Encouraged after his moderately successful invasion of Abyssinia, Mussolini annexed Albania at Easter, 1939. Dark clouds were gathering over Europe. Hand in glove with Adolf, Benito declared war against Britain and France on 10 June 1940, though France had already capitulated. One assumes that he as a trained journalist, would have known that.
In October, Italian soldiers landed in Greece with occupation in mind, but the Greeks fought like their ancestors and he was repulsed, much to the annoyance of Adolf Hitler and his generals, who had expected to use Greece as a platform for the raiding of the Balkans and, eventually, Soviet Russia. Mussolini also suffered defeats in Libya and East Africa. He now had the reputation of being a loudmouth who couldn’t deliver the goods.
The Duce’s prestige, never high in the rest of Europe, and now shaky in Italy, began to fade. The people remembered that Fascism had always advocated war as the best means to any end, but it appeared he wasn’t much good at it. By 1941 the Duce was in effect a German pensioner, with a permanently irritable Hitler grimacing when Benito attempted public speech. On 25 July, 1943 Marshall Badoglio, backed by Victor Emmanuel forced him to resign. He was banged up in a prison on a mountain top in the Appennines, but was rescued by the brilliant intervention of German paratroops led by Otto Skorzeny on 12 September, 1943. He then set up a Republican Fascist Government to govern Salo, a small town in German-occupied northern Italy.

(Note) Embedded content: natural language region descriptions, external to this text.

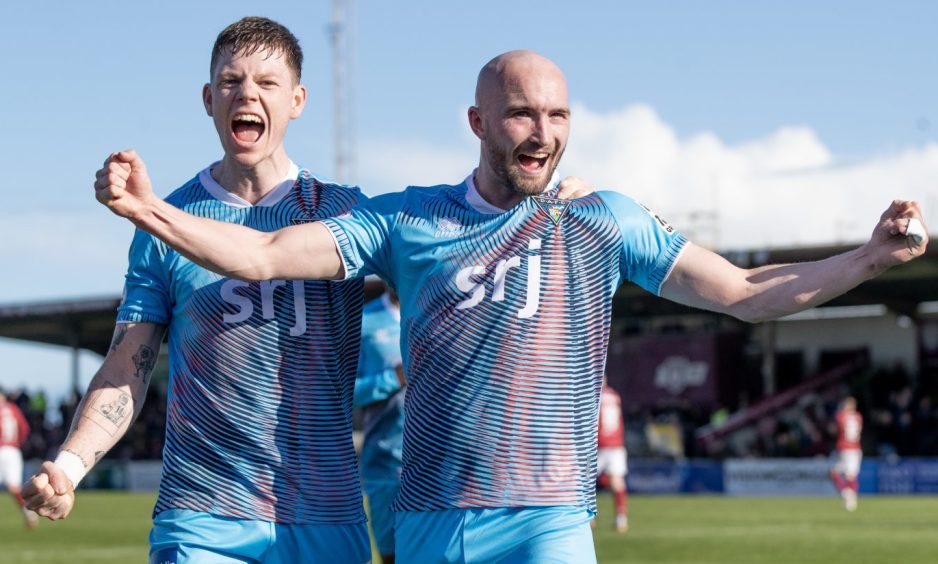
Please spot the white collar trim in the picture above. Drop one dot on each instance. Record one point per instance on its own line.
(481, 205)
(271, 198)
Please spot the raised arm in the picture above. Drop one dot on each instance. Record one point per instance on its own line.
(114, 399)
(708, 281)
(305, 251)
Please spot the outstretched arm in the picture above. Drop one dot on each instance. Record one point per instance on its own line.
(114, 399)
(706, 280)
(303, 251)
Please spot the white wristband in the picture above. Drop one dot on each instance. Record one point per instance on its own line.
(72, 465)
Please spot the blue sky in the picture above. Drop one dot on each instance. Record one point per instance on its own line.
(744, 107)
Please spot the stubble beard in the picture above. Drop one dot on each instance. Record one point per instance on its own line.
(514, 179)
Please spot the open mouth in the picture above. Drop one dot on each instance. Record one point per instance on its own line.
(533, 163)
(247, 128)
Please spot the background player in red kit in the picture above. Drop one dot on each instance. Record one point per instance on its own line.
(849, 453)
(612, 464)
(13, 431)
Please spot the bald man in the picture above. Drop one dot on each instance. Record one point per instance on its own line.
(506, 296)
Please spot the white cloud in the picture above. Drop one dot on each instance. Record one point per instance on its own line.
(783, 189)
(62, 254)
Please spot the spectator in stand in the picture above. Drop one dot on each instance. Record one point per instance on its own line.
(379, 392)
(849, 454)
(612, 465)
(13, 431)
(925, 427)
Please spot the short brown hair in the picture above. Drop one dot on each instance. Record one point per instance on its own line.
(251, 34)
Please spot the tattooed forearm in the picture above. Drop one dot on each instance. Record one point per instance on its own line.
(119, 333)
(80, 457)
(110, 407)
(144, 361)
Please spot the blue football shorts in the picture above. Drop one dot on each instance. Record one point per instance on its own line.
(193, 537)
(380, 495)
(508, 535)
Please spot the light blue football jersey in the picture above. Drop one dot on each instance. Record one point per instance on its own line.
(261, 375)
(505, 322)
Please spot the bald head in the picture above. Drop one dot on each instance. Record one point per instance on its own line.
(505, 71)
(522, 118)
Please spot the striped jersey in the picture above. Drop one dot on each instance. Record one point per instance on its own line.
(378, 392)
(261, 374)
(505, 322)
(849, 429)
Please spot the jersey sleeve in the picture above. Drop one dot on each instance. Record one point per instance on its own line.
(363, 236)
(650, 246)
(146, 285)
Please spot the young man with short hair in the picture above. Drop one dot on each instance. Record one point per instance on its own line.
(506, 297)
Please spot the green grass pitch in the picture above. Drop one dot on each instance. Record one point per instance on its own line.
(112, 527)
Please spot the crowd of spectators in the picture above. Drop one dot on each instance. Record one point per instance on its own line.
(900, 419)
(144, 440)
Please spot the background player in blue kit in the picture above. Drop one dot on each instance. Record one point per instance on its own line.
(506, 298)
(258, 463)
(379, 392)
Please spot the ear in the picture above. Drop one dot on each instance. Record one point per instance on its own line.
(475, 122)
(299, 101)
(207, 98)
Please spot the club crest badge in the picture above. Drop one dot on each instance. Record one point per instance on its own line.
(553, 207)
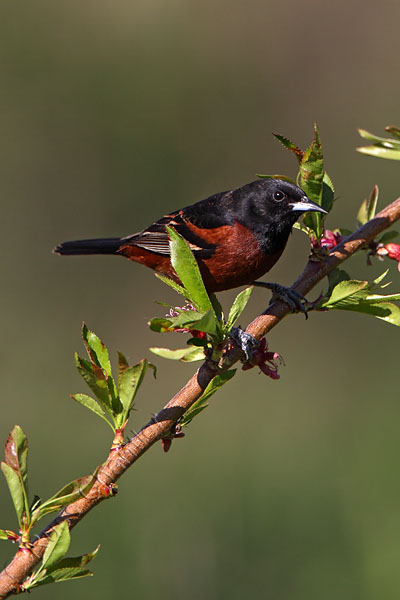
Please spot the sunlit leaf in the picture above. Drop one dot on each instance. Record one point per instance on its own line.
(175, 286)
(299, 153)
(58, 544)
(238, 306)
(217, 382)
(393, 130)
(183, 354)
(74, 490)
(96, 349)
(92, 405)
(187, 269)
(17, 490)
(16, 452)
(96, 378)
(129, 384)
(311, 176)
(368, 207)
(378, 140)
(64, 570)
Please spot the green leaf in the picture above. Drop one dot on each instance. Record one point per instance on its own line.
(92, 405)
(96, 378)
(74, 490)
(311, 177)
(188, 271)
(96, 350)
(160, 325)
(175, 286)
(16, 452)
(283, 177)
(129, 384)
(356, 296)
(238, 306)
(328, 192)
(393, 130)
(335, 277)
(7, 534)
(347, 290)
(368, 207)
(381, 141)
(217, 307)
(217, 382)
(57, 547)
(183, 354)
(64, 570)
(387, 237)
(17, 490)
(289, 145)
(208, 323)
(382, 310)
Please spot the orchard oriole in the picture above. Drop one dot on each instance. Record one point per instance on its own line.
(236, 236)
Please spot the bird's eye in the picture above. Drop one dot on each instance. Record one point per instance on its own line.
(278, 195)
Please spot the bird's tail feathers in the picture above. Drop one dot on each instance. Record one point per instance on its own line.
(97, 246)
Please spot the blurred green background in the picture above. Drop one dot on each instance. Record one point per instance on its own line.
(112, 114)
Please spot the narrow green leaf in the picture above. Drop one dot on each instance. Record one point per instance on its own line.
(16, 452)
(382, 310)
(92, 405)
(160, 325)
(57, 547)
(175, 286)
(17, 491)
(387, 237)
(346, 291)
(217, 307)
(208, 323)
(381, 141)
(217, 382)
(368, 207)
(96, 350)
(188, 271)
(96, 378)
(183, 354)
(289, 145)
(129, 385)
(335, 277)
(380, 277)
(328, 193)
(74, 490)
(238, 306)
(7, 534)
(393, 130)
(311, 176)
(64, 570)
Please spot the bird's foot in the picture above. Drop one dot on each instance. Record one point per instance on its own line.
(296, 301)
(243, 340)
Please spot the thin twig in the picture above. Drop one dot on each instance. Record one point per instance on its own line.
(13, 576)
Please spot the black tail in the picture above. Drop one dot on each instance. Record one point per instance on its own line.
(100, 246)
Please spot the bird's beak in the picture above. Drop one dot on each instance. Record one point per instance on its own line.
(307, 205)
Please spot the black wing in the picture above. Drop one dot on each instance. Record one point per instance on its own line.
(206, 214)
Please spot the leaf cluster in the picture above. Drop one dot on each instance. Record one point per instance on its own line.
(113, 401)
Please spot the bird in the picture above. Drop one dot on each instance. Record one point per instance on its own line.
(236, 236)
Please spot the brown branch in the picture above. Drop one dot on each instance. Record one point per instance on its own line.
(159, 426)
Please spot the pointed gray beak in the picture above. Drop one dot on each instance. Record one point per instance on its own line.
(307, 205)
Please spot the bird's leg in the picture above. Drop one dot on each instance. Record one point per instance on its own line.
(245, 341)
(296, 301)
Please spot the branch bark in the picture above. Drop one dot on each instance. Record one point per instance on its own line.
(24, 561)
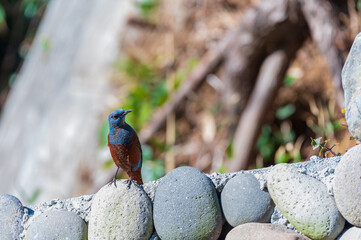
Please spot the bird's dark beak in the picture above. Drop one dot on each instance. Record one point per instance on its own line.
(126, 112)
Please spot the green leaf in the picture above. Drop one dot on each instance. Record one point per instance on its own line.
(30, 10)
(316, 142)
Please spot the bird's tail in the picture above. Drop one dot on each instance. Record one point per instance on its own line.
(137, 176)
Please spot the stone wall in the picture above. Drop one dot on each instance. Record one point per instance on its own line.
(312, 198)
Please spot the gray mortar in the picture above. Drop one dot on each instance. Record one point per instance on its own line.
(320, 168)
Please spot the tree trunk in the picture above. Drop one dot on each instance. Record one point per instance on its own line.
(49, 127)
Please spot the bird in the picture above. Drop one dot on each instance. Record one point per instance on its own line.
(124, 146)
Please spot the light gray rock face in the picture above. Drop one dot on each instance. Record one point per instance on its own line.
(353, 233)
(347, 186)
(243, 201)
(186, 206)
(262, 231)
(351, 82)
(305, 202)
(57, 225)
(11, 214)
(121, 213)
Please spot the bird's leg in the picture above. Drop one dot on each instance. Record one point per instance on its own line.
(115, 178)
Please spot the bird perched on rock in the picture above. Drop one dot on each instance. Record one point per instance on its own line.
(124, 146)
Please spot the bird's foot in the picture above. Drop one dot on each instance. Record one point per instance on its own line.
(113, 181)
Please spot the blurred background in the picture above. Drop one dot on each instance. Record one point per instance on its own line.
(219, 85)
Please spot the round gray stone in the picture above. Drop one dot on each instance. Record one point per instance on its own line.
(305, 202)
(54, 224)
(243, 201)
(121, 213)
(351, 83)
(353, 233)
(186, 206)
(263, 231)
(11, 214)
(347, 186)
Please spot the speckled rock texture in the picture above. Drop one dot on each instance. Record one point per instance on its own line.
(55, 224)
(121, 213)
(351, 83)
(11, 214)
(263, 231)
(347, 186)
(186, 206)
(243, 201)
(353, 233)
(321, 169)
(305, 202)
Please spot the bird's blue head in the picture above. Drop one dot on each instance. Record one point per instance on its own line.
(117, 117)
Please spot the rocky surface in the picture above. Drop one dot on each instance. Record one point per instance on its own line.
(243, 201)
(262, 231)
(305, 202)
(318, 168)
(55, 224)
(11, 214)
(347, 189)
(121, 212)
(186, 206)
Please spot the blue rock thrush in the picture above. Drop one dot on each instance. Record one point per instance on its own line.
(124, 146)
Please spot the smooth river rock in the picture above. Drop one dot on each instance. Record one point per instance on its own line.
(243, 201)
(11, 214)
(56, 224)
(263, 231)
(121, 213)
(347, 186)
(305, 202)
(186, 206)
(353, 233)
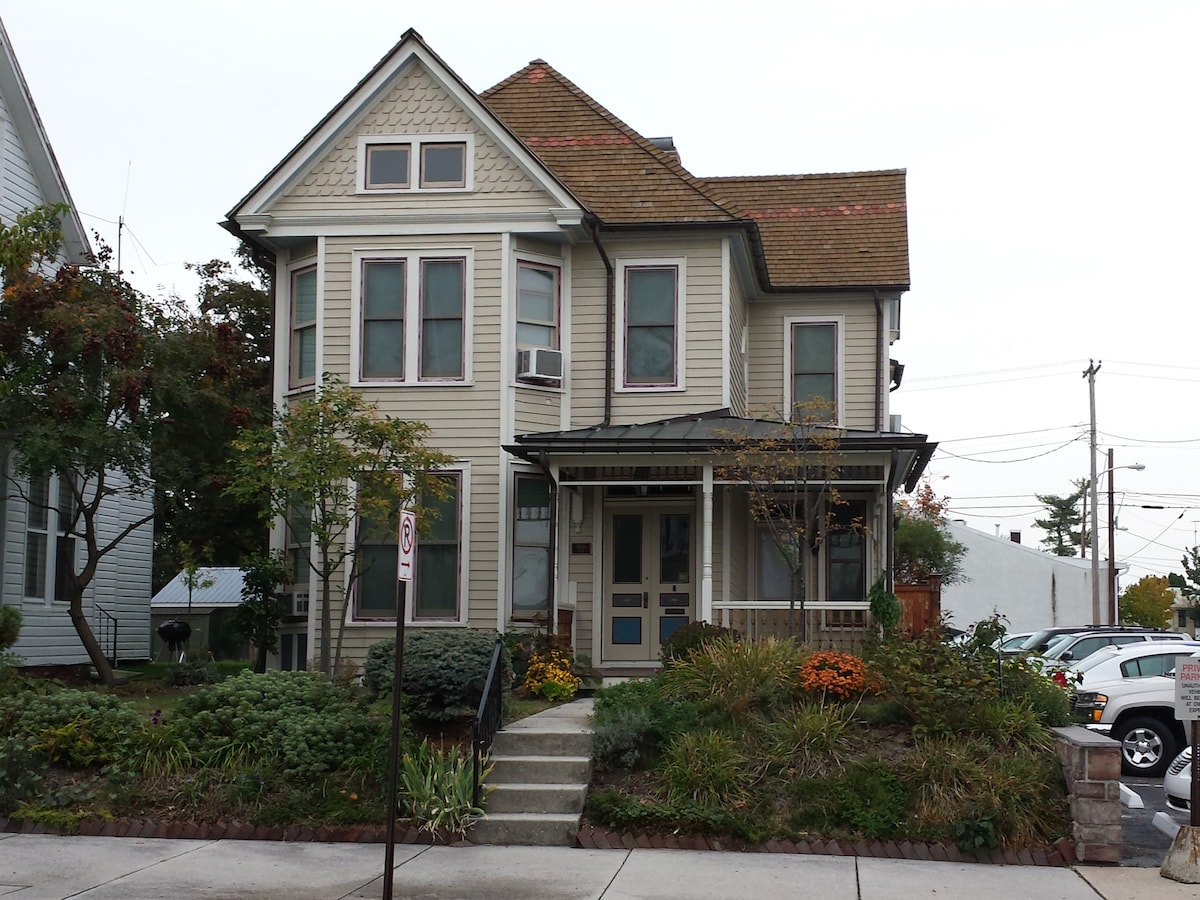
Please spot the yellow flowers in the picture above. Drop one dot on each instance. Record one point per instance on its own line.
(551, 675)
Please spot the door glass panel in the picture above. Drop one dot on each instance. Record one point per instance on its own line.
(675, 549)
(627, 550)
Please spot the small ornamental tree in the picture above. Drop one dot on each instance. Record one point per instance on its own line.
(1147, 601)
(790, 474)
(77, 360)
(307, 467)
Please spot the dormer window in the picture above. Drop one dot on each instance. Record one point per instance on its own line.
(394, 163)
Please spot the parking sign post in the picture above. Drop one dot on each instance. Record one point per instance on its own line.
(406, 553)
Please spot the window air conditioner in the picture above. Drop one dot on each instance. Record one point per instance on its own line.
(540, 364)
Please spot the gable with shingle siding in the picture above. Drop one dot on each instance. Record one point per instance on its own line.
(415, 105)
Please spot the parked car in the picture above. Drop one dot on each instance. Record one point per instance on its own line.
(1066, 649)
(1177, 781)
(1133, 708)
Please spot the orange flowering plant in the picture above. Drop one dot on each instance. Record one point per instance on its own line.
(840, 675)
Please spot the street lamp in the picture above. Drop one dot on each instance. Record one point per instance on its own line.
(1096, 543)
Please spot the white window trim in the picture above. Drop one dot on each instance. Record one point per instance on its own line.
(559, 265)
(462, 468)
(414, 161)
(839, 323)
(413, 259)
(681, 265)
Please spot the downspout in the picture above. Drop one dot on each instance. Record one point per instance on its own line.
(879, 363)
(610, 316)
(552, 575)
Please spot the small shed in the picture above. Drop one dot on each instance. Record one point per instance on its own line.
(207, 607)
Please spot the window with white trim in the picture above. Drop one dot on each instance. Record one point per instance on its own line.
(651, 331)
(412, 317)
(537, 306)
(813, 369)
(391, 163)
(303, 355)
(531, 546)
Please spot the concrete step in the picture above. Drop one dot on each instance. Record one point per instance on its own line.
(535, 798)
(534, 769)
(545, 741)
(526, 828)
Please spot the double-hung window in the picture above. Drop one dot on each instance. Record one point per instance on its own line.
(813, 370)
(537, 306)
(399, 163)
(412, 322)
(531, 546)
(652, 318)
(303, 355)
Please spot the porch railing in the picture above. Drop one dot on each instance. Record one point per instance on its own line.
(106, 633)
(487, 720)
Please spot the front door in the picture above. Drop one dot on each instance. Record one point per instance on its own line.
(649, 585)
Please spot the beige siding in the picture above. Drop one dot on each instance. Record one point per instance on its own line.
(415, 105)
(702, 333)
(767, 343)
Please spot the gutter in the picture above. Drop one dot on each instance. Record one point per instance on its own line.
(610, 316)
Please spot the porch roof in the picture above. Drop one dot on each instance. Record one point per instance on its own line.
(703, 432)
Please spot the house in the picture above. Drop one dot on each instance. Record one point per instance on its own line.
(583, 324)
(1032, 589)
(207, 606)
(36, 550)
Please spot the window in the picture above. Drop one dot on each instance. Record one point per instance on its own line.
(813, 364)
(383, 319)
(51, 509)
(436, 589)
(531, 546)
(412, 318)
(847, 552)
(396, 163)
(388, 166)
(444, 165)
(304, 328)
(652, 327)
(537, 306)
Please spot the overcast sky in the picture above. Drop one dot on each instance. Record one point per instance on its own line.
(1050, 149)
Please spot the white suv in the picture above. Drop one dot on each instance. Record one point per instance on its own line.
(1128, 693)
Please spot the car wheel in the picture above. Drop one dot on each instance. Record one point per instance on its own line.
(1147, 747)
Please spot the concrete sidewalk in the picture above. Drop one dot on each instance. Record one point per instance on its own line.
(37, 867)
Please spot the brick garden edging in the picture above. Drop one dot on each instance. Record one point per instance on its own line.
(1061, 852)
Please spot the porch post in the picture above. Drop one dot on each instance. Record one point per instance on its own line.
(706, 544)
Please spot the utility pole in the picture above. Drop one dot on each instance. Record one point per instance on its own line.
(1090, 375)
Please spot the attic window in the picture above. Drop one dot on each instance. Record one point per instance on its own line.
(393, 163)
(388, 166)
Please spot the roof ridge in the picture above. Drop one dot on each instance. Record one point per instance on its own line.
(664, 159)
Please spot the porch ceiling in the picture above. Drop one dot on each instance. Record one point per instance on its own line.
(699, 436)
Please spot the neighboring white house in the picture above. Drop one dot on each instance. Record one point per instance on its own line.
(35, 551)
(1031, 588)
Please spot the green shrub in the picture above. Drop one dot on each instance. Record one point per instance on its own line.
(633, 720)
(444, 671)
(299, 723)
(707, 768)
(687, 639)
(737, 678)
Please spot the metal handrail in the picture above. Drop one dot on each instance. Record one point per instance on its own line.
(487, 720)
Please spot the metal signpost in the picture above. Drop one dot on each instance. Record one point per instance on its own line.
(1187, 709)
(406, 556)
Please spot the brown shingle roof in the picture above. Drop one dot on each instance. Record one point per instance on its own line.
(613, 171)
(827, 231)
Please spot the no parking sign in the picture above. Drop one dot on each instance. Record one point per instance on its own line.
(407, 545)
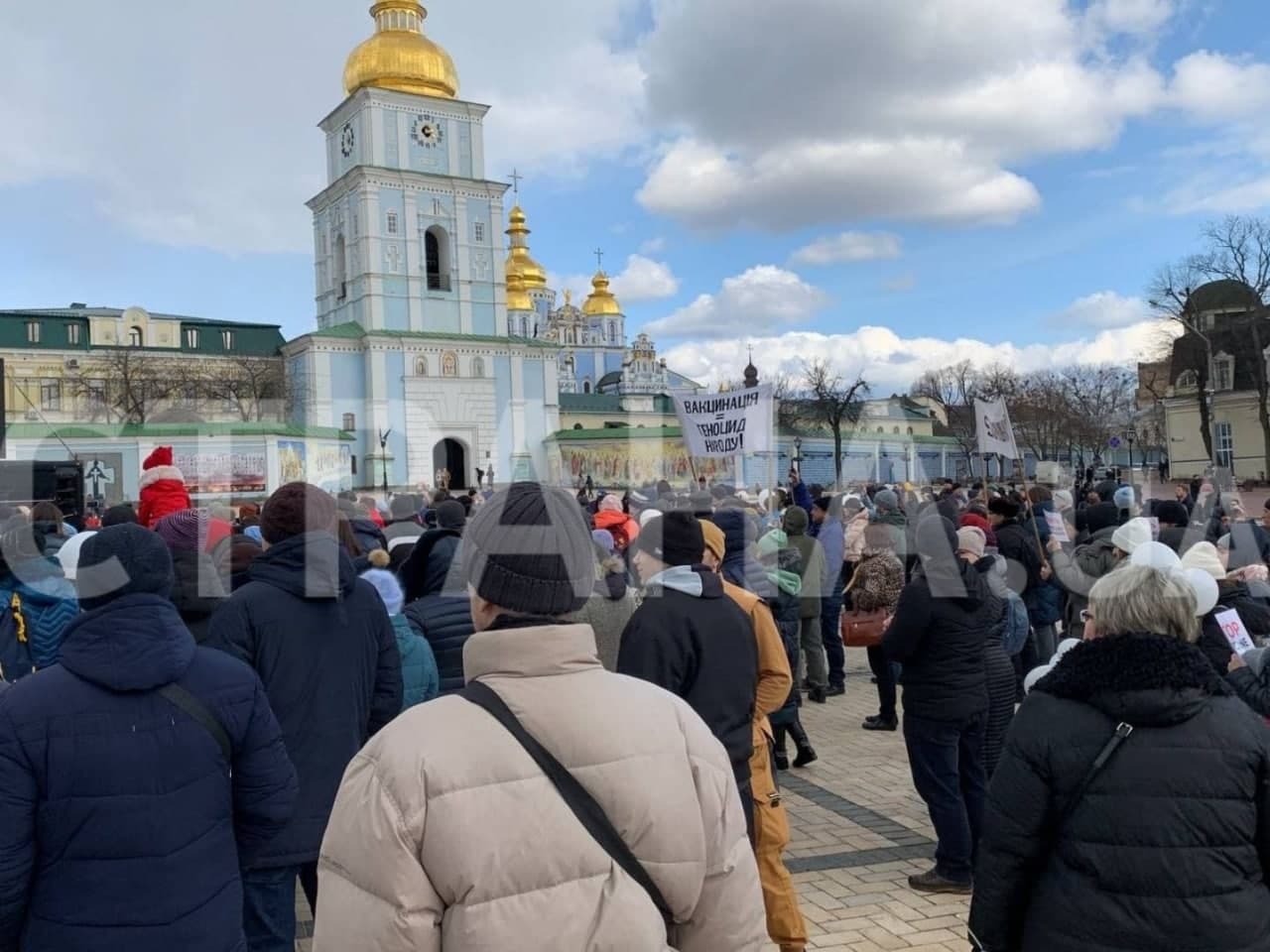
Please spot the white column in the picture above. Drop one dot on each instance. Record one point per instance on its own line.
(477, 150)
(452, 146)
(377, 150)
(462, 248)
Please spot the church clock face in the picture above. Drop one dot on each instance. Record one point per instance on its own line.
(427, 132)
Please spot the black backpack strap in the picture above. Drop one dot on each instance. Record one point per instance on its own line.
(191, 706)
(1121, 734)
(584, 806)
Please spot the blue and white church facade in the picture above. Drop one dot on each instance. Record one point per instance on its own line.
(437, 345)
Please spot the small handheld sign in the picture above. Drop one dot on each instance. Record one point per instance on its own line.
(1236, 633)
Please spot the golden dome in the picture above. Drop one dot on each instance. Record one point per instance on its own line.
(518, 261)
(399, 56)
(517, 298)
(601, 302)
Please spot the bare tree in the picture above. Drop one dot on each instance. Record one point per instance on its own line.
(255, 388)
(1040, 408)
(955, 388)
(1102, 400)
(128, 385)
(1236, 248)
(833, 400)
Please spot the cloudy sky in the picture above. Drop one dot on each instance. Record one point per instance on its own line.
(894, 185)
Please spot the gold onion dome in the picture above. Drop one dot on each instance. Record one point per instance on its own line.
(399, 56)
(518, 261)
(517, 298)
(601, 302)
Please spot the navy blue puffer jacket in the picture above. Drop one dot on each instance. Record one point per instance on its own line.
(321, 642)
(445, 622)
(122, 826)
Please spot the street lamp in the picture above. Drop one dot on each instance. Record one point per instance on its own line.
(384, 460)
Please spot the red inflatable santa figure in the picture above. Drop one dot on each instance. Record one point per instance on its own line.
(163, 489)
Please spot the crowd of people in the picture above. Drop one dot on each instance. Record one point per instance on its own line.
(204, 708)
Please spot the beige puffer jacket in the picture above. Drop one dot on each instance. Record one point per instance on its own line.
(445, 835)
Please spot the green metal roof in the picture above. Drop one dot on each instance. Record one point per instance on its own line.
(250, 339)
(166, 430)
(356, 331)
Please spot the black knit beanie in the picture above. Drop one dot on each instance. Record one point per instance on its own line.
(529, 549)
(675, 538)
(122, 560)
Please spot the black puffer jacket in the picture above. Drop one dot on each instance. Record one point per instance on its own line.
(1170, 846)
(939, 640)
(785, 606)
(693, 640)
(445, 622)
(324, 648)
(195, 590)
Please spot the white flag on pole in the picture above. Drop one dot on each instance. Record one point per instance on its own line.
(993, 429)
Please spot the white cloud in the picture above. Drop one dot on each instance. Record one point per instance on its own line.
(825, 182)
(645, 280)
(890, 363)
(209, 140)
(763, 299)
(849, 246)
(1214, 86)
(1102, 309)
(1130, 17)
(906, 111)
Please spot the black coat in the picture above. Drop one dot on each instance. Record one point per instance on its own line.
(321, 643)
(123, 828)
(445, 622)
(425, 571)
(702, 649)
(939, 640)
(1170, 846)
(197, 590)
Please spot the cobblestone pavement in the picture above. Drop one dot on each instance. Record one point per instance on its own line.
(857, 830)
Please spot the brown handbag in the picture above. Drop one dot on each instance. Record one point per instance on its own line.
(862, 629)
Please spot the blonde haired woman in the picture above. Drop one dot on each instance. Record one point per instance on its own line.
(1130, 809)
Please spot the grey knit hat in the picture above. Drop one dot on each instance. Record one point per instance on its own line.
(529, 549)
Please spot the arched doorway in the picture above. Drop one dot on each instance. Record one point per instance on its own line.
(449, 454)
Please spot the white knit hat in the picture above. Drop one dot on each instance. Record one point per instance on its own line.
(1133, 534)
(1203, 556)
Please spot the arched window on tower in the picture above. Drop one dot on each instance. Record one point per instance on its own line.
(340, 270)
(436, 258)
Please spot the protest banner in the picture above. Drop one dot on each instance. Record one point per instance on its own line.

Italian partisans had had enough of Il Duce. On 28 April, 1945, he was captured by his fellow countrymen, who promptly shot him and his mistress Clara Petacci. A little later the corpses were hung upside down in a garage forecourt in Milan, and much photographed. European journalists, perhaps in solidarity with the dictator’s former profession, found the killing of the mistress unacceptable.
Like so many leaders before and after him, Benito Mussolini was a formidable orator. His speeches and his command of public relations, presenting him as all-powerful, enabled his incompetence to remain hidden for years.